Woohoo! Look what I found – a genuine 1934 bra advertisement – a full page ad from the Montgomery Ward catalogue! (We would call it an “ad” today but our short word comes from the longer word “advertisement”) You can see here what typical undergarments for the contemporary woman looked like. Brassieres (bra), girdles (shaping below the waist) and corselets (bra and girdle in one) were fairly new developments at that time. The word “bra” didn’t really come into use until the 1960s. Until then, we used the word brassiere, or in the 50s, the word “brazz” came into use.
You can see that most the “brassieres” on this page had darts for shaping – only one used horizontal seaming.  One uses tucks at the front. They all used hooks and eyes – no zippers. Even though zippers had been invented, they were’t popular in girdles and corselets as the teeth were still made of metal. The lady of that time did not get dressed in a hurry – these undergarments took time to put on and arrange properly.
Notice too that the sizing wasn’t like ours today. The sizes in this 1934 bra advertisement says the sizing runs in even measures from a 32″ to 42″ bust, showing that at this time, there wasn’t any bra cup sizing. They were just measuring around the body, and not concerned with whether or not the cups actually covered the whole breast.

The fabrics are mostly described as “sturdy cotton faille” and all are boned. Two of them are made of Rayon, which would have been a very new fabric at this time. I am actually surprised that these were offered in colours – tea rose and pink. Don’t think I am complaining – I love pink!

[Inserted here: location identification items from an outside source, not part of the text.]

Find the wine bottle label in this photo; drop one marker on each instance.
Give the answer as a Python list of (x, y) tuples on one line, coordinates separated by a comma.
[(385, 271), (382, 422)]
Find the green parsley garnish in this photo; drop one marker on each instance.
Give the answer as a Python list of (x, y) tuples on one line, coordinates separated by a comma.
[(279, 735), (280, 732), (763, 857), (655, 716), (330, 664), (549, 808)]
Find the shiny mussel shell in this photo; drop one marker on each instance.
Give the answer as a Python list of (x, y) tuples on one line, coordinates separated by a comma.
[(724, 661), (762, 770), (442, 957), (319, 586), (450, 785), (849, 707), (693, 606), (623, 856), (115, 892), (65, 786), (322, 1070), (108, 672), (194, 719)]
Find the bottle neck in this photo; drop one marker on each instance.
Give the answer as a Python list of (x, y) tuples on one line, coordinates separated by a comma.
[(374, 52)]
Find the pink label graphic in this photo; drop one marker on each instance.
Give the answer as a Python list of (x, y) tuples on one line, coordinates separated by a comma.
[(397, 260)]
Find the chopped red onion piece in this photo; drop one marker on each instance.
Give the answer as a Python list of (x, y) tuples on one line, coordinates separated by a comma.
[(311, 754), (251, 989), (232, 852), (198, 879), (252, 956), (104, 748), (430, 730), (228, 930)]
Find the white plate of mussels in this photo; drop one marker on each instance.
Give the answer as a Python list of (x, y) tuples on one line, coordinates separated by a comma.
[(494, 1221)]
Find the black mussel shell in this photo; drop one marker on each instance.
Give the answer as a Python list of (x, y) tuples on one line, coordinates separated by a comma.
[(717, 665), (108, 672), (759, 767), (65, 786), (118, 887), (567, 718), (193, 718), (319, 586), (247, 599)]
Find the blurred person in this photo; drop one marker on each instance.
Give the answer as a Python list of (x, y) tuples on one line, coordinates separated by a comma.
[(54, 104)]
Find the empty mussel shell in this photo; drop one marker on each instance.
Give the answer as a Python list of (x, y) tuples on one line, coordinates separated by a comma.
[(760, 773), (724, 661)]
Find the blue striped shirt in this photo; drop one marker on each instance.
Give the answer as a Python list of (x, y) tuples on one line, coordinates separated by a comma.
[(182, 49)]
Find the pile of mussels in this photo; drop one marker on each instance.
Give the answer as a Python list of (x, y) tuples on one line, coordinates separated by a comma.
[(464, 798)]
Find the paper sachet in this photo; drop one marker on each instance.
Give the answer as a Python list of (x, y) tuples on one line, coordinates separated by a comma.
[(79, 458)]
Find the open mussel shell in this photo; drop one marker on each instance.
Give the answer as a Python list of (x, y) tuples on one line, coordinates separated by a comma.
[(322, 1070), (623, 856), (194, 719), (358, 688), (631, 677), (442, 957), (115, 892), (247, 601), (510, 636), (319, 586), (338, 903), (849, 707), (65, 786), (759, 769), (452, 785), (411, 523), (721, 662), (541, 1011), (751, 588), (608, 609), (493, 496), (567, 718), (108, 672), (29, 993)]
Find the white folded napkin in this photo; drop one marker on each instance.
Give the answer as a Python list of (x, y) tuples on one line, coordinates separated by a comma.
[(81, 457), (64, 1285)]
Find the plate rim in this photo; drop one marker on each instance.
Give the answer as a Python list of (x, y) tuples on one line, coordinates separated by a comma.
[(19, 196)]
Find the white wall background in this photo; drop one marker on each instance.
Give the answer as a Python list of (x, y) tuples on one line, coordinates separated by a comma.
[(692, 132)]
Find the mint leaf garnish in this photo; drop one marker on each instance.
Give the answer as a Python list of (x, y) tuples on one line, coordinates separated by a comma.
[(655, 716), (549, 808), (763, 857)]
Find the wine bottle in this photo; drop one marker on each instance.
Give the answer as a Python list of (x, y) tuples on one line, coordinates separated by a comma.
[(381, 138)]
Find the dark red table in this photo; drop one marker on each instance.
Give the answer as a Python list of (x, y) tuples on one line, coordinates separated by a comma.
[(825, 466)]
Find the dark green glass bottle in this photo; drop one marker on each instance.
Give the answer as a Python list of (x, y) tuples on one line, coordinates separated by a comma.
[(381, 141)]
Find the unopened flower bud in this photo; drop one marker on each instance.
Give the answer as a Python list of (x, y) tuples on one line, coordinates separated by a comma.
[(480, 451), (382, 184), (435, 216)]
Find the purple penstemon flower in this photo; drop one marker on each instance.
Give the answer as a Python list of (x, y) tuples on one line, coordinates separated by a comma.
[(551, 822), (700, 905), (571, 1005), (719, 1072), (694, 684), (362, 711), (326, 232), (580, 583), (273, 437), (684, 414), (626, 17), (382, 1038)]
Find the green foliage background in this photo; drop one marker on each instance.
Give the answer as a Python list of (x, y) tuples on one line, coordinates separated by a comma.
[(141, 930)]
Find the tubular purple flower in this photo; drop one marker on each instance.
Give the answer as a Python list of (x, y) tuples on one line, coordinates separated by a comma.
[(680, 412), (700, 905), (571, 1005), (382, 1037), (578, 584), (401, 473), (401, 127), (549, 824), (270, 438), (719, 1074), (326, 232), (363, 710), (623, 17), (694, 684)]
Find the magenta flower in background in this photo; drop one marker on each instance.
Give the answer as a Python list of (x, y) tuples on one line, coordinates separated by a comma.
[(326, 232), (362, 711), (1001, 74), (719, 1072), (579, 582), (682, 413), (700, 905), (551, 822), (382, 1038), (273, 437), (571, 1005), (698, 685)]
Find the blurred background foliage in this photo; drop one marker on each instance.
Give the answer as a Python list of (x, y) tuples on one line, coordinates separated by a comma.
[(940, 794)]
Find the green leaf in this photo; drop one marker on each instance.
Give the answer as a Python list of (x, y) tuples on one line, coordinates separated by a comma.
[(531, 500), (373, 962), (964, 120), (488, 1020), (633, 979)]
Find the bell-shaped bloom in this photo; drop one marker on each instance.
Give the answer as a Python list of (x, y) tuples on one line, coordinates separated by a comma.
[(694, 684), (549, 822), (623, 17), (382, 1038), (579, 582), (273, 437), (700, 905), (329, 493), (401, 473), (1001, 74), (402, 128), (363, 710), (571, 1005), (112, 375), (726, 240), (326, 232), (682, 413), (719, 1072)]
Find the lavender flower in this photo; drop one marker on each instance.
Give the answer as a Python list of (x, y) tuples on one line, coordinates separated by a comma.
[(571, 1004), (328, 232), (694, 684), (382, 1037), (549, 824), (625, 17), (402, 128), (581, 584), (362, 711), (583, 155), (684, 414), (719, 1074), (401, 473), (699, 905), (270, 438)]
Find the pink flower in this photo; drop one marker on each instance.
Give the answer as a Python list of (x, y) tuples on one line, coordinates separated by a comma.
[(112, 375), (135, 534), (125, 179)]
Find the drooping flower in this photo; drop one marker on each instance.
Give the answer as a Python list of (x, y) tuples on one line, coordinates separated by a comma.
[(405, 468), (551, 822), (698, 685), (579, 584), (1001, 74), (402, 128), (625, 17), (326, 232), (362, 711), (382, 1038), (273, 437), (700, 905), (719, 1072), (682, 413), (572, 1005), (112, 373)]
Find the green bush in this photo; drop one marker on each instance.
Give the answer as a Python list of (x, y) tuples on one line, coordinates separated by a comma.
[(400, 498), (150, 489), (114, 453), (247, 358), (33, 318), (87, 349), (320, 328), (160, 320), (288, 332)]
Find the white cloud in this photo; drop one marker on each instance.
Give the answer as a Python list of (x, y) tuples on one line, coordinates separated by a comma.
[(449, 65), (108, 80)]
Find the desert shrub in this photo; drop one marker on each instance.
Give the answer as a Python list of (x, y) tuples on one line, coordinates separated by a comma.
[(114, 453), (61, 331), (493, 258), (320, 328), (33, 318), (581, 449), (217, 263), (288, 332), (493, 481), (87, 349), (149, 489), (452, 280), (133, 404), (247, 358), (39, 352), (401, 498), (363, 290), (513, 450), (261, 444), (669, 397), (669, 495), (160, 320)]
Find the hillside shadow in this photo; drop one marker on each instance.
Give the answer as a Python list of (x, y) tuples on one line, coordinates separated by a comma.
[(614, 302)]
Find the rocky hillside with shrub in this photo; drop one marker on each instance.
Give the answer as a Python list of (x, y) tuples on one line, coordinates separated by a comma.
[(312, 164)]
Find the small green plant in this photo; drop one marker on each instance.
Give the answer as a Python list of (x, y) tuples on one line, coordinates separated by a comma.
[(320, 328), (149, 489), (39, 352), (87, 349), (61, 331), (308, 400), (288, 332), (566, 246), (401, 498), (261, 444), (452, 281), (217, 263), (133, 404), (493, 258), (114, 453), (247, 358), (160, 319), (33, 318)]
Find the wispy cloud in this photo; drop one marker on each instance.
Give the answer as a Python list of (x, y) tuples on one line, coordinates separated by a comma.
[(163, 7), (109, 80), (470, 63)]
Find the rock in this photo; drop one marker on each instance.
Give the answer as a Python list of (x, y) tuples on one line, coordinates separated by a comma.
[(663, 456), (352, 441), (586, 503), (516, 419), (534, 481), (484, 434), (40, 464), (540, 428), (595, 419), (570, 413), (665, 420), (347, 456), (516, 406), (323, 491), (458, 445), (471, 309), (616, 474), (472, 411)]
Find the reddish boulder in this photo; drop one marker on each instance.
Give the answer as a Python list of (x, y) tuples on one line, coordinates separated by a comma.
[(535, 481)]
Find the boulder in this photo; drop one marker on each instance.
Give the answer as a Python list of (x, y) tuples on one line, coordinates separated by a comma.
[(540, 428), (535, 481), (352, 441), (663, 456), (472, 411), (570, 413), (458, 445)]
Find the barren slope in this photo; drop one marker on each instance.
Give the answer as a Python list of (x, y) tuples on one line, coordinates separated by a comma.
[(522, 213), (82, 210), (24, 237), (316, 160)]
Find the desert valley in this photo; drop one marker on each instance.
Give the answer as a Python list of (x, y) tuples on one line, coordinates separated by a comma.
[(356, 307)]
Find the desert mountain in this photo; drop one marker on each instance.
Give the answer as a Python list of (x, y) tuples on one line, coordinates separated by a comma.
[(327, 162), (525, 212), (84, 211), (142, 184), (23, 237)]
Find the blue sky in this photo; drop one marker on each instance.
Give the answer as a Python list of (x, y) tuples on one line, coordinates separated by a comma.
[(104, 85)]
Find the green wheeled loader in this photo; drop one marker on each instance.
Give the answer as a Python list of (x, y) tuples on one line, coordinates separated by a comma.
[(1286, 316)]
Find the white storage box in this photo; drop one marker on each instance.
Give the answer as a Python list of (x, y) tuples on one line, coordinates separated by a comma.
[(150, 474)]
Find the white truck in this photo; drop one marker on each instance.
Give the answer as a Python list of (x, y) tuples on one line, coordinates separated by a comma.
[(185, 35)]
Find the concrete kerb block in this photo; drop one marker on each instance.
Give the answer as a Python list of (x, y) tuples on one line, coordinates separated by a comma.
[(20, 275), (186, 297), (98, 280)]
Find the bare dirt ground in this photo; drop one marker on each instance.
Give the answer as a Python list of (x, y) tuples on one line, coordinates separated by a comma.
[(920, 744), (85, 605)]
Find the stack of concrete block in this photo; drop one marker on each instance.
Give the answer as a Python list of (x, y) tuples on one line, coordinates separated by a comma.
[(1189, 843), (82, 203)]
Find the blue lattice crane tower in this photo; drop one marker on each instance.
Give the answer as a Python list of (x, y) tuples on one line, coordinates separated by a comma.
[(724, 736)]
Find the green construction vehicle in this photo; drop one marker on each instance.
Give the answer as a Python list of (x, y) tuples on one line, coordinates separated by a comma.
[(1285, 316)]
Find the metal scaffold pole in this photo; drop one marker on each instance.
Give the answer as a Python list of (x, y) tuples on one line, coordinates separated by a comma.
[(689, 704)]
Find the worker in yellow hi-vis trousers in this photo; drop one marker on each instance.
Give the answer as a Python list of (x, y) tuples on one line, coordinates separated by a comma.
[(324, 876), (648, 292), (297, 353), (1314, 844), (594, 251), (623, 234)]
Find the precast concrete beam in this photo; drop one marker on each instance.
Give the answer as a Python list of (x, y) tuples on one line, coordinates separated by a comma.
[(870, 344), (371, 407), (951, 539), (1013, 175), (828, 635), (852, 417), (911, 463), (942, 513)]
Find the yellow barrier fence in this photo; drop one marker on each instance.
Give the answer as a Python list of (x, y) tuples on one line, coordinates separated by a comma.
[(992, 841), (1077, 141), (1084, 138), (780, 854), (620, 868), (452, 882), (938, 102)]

Best of all – can you believe the prices? Your choice of Brassieres in this 1934 bra advertisement was just 25 cents!
2 replies
  1. poppykettle
    poppykettle says:

    Very cool – and you've also just cleared up a little argument I've had with myself for many years about what classifies a 'corsolette' vs a torsolette (seems so obvious now!). If it wasn't a lazy sunday afternoon where I am I'd extrapolate those costs to see what it translates to in today's dollars – now that would be fascinating!